The Parabolic SAR remained above the candles, reflecting continued bearish control, while the RSI hovered near 44.9, showing only a mild recovery from oversold conditions.
What you should know:
CAKE managed a modest rebound as dip buyers stepped in following last week’s slide. The price stayed below short-term resistance near $2.95–$3.00, with momentum still subdued according to the Parabolic SAR setup. The RSI’s gradual climb hinted at improving sentiment, but buyers lacked conviction. Volume picked up to 5.26 million, suggesting renewed interest without confirming a breakout.

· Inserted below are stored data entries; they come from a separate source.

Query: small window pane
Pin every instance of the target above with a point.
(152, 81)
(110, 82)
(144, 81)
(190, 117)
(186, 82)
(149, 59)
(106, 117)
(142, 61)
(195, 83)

On the fundamentals side, BNB Chain’s $50M stablecoin initiative and PancakeSwap’s partnership with Ondo Finance strengthened its role in real-world asset liquidity and DeFi utility. For now, holding above the $2.60 support zone is essential for preventing another leg down.
Ethena (ENA)

Key points:
ENA traded at $0.46, posting a 1.3% daily gain as it continued to recover from its mid-October low near $0.35.
The Awesome Oscillator remained green but below the zero line, showing weakening bearish momentum, while the 20-day MA stayed under the 50-day MA, confirming a lingering downtrend.
What you should know:
Ethena extended its rebound as traders accumulated near support, though the overall structure remained corrective. The Awesome Oscillator’s series of green bars below zero pointed to easing downside pressure rather than a confirmed bullish reversal. Volume rose to 109.7 million, roughly double last week’s average, signaling active participation during the recovery. Despite this, the MA cross (20, 50) still reflected a broader bearish bias, with price failing to reclaim the short-term resistance near $0.48–$0.50. On the catalyst front, Coinbase’s $375M Echo acquisition and Ethena’s internal team expansion bolstered market sentiment around its ecosystem. For now, holding above the $0.43 support remains key to sustaining short-term momentum.